La contestazione contro il vicepremier è diventata una gara di creatività - con tanto di gruppo FB. Sono decine gli striscioni comparsi sin dall'alba, nonostante la possibile rimozione della digos, come già avvenuto in altre parti d'Italia. Guarda le foto
Tante lenzuola contro Salvini sui balconi della città «L’unico straniero a Palermo? Il ministro dell’Interno»
Dopo la strage di Capaci uno dei primi segnali di ribellione alla mattanza di Cosa nostra fu l’esposizione di lenzuoli bianchi sui balconi della città. E oggi, a distanza di 27 anni, torna quella forma di protesta. Ma questa volta, come già nei giorni passati in altre città d’Italia, contro il ministro degli Interni e vicepremier del governo Lega-5stelle Matteo Salvini. Il quale è appena giunta in aula bunker, alla commemorazione ufficiale del giudice Giovanni Falcone, della moglie Francesca Morvillo e degli uomini della sua scorta: una cerimonia, però, segnata dalle pesante defezioni del presidente della Regione Nello Musumeci e del deputato all’Ars Claudio Fava.
Proprio sulla strada che dal porto di Palermo conduce all’Ucciardone è comparso uno striscione che riporta la scritta Non ti vogliamo. Più in generale, come era facile immaginare, la contestazione contro Salvini è diventata una gara di creatività. Ha dato il via una scritta apparsa ieri nella centralissima via Roma, che recitava Contro il ministro delle interiora, 49 milioni di stigghiola: complicata ma azzeccata fusione tra la vicenda dei 49 milioni di euro incassati dalla Lega, secondo l’accusa, in maniera fraudolenta dal 2008 al 2010 e uno dei cibi più tipici della Palermo popolare. Sono decine gli striscioni comparsi sin dall’alba, nonostante la possibile rimozione della digos, che nelle altre città è intervenuta immediata – non senza polemiche.

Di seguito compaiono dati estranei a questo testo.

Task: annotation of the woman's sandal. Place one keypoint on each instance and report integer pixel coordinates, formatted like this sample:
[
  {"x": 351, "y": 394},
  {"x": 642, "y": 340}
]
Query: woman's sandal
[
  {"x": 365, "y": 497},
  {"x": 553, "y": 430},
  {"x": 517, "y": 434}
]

E c’è anche un gruppo Fb, intitolato Rivoluzione delle lenzuola, che indica l’hashtag da usare (#salvinitoglianchequesti) e dà delle indicazioni per evitare l’intervento della digos. «Semplicemente niente offese, parolacce o minacce – si legge – Il rischio altrimenti è quello di commettere il delitto di diffamazione, punito dall’art. 595 del codice penale. Quindi sì a ironie, rime e frasi di solidarietà alle vittime delle politiche del governo, ma comunque rispettose».